The Xombies shuffled toward him, crawling, slithering, their unblinking black eyes staring as if fascinated. Closing in. Some of them were men and boys he knew-big Ed Albemarle was there, and Vic Noteiro's grandson, Julian-the naked and the dead. Coombs unsnapped the holster of his gun, flicking off the safety. He began to think that this hadn't been such a hot idea, that maybe this was it, the last mistake he would ever make.

Serves me right. Oh shit…

"Commander," said Alice Langhorne, appearing at his shoulder and nearly causing him to discharge his weapon. She waved the Xombies back, saying, "Shoo, you guys." As they moved away, she said, "Sorry. They're just being friendly."

"Doctor," said Coombs, his mouth paper-dry. Clearing his throat, he asked, "How's our little Snow White?"

"She's still inert. Still dormant."

"How can you tell she's even alive?"

"Well, she's not, strictly speaking. But as you can see, there's no evidence of physical deterioration, no decomposition. Even in that hyperbaric chamber, the cells of her body are continuing their metastasis. And it's a good thing they are: Without her ability to synthesize the Miska enzyme in her blood, we wouldn't have the means to pacify the others. They'd revert overnight."

"Won't she run dry?"

"She can regenerate indefinitely; all she needs is a little replacement hemoglobin to make up lost volume."

"Hemoglobin? Phil Tran told me you had her on glucose."

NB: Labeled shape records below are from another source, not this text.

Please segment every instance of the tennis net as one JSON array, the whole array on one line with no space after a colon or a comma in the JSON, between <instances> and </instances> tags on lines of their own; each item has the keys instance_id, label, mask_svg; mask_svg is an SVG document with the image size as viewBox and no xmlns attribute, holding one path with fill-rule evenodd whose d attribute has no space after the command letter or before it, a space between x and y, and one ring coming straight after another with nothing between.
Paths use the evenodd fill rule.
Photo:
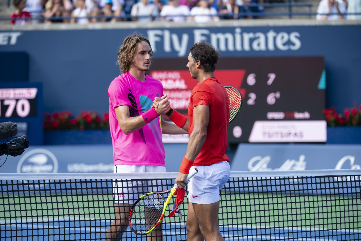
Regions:
<instances>
[{"instance_id":1,"label":"tennis net","mask_svg":"<svg viewBox=\"0 0 361 241\"><path fill-rule=\"evenodd\" d=\"M124 184L136 182L130 192L141 195L170 189L177 174L1 173L1 240L105 240L114 195L136 197ZM360 178L361 169L231 172L220 192L221 233L226 240L360 240ZM124 190L114 193L119 178ZM182 207L182 220L164 219L164 240L186 240L186 198ZM122 240L145 238L128 227Z\"/></svg>"}]
</instances>

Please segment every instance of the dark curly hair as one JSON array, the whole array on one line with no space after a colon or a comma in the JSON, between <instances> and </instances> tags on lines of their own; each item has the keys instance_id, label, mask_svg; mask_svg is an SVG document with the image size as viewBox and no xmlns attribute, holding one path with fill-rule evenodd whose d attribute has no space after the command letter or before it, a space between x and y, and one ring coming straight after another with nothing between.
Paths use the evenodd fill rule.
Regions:
<instances>
[{"instance_id":1,"label":"dark curly hair","mask_svg":"<svg viewBox=\"0 0 361 241\"><path fill-rule=\"evenodd\" d=\"M117 61L117 65L119 65L120 71L122 73L129 71L135 56L136 45L138 43L143 42L147 42L149 44L152 51L151 56L153 55L153 51L152 50L151 43L145 37L135 34L127 37L123 42L123 44L118 52L118 61Z\"/></svg>"},{"instance_id":2,"label":"dark curly hair","mask_svg":"<svg viewBox=\"0 0 361 241\"><path fill-rule=\"evenodd\" d=\"M189 51L195 62L197 60L200 61L204 72L214 72L220 54L213 44L204 41L200 41L191 47Z\"/></svg>"}]
</instances>

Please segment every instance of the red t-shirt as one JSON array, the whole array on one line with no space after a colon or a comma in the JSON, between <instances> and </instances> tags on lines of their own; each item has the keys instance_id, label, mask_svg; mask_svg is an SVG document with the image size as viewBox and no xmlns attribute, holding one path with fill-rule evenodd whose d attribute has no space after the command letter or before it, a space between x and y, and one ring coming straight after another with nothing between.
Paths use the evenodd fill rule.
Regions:
<instances>
[{"instance_id":1,"label":"red t-shirt","mask_svg":"<svg viewBox=\"0 0 361 241\"><path fill-rule=\"evenodd\" d=\"M16 25L26 24L27 23L28 21L31 17L31 15L30 15L30 13L27 12L22 12L19 14L15 12L11 16L11 21L10 23L16 24ZM22 19L25 18L26 18L27 19Z\"/></svg>"},{"instance_id":2,"label":"red t-shirt","mask_svg":"<svg viewBox=\"0 0 361 241\"><path fill-rule=\"evenodd\" d=\"M196 85L188 106L188 132L193 130L193 109L204 104L209 107L209 121L204 144L194 160L193 165L209 166L224 161L229 162L226 154L229 121L229 99L226 89L214 77Z\"/></svg>"}]
</instances>

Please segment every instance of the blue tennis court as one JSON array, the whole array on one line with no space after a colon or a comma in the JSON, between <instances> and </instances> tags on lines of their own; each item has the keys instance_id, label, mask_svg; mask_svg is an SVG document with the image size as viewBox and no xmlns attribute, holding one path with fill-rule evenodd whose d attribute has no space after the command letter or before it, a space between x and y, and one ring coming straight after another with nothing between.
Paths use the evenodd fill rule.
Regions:
<instances>
[{"instance_id":1,"label":"blue tennis court","mask_svg":"<svg viewBox=\"0 0 361 241\"><path fill-rule=\"evenodd\" d=\"M220 229L225 240L361 240L361 169L322 172L231 172L220 195ZM173 183L177 174L123 177L157 179L164 181L163 185ZM1 241L104 240L115 217L112 180L118 178L116 175L54 173L1 180ZM186 197L186 218L187 207ZM163 240L186 240L185 226L178 215L166 216ZM122 239L145 240L129 228Z\"/></svg>"},{"instance_id":2,"label":"blue tennis court","mask_svg":"<svg viewBox=\"0 0 361 241\"><path fill-rule=\"evenodd\" d=\"M2 221L1 224L2 240L29 240L29 237L23 237L22 238L14 237L24 235L37 236L36 238L34 237L34 239L31 240L43 241L72 240L72 238L77 240L101 241L105 238L106 231L106 227L109 227L111 223L110 220L99 221L75 219L42 219L39 220L40 222L37 222L37 221L23 220L21 223L17 224L7 224ZM184 240L186 233L184 224L175 225L166 223L164 225L165 231L163 232L163 234L165 237L171 236L174 238L173 240ZM102 227L96 228L97 227ZM356 231L346 229L325 230L293 227L276 228L246 225L221 226L220 229L226 240L333 241L361 239L361 230ZM44 230L47 231L48 233L44 233ZM128 228L127 231L126 235L125 236L132 240L142 240L145 238L144 237L133 233L130 228ZM37 237L39 235L48 234L53 236L43 238ZM328 237L323 237L325 236ZM58 238L54 238L55 237ZM6 237L3 239L5 237ZM166 237L164 239L167 240Z\"/></svg>"}]
</instances>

"We're out of glucose. Besides, saline and glucose are no substitute for whole blood-we can't take any chances with her. She's our golden goose."

"Where are you getting the hemoglobin?"

"I'm donating my own, for now."

Coombs had noticed that the doctor's face seemed a little wan but dismissed it as nothing unusual. Everybody gets pale on a submarine, it's an occupational hazard. But now… "You can't be doing that," he said firmly.

"It's a minimal amount, a couple of CCs a day. There isn't any alternative, unless you want to solicit contributions from the crew. I think we both know how that'll go over."

Coombs could think of nothing to say to that. "What did you want to speak to me about?" he asked.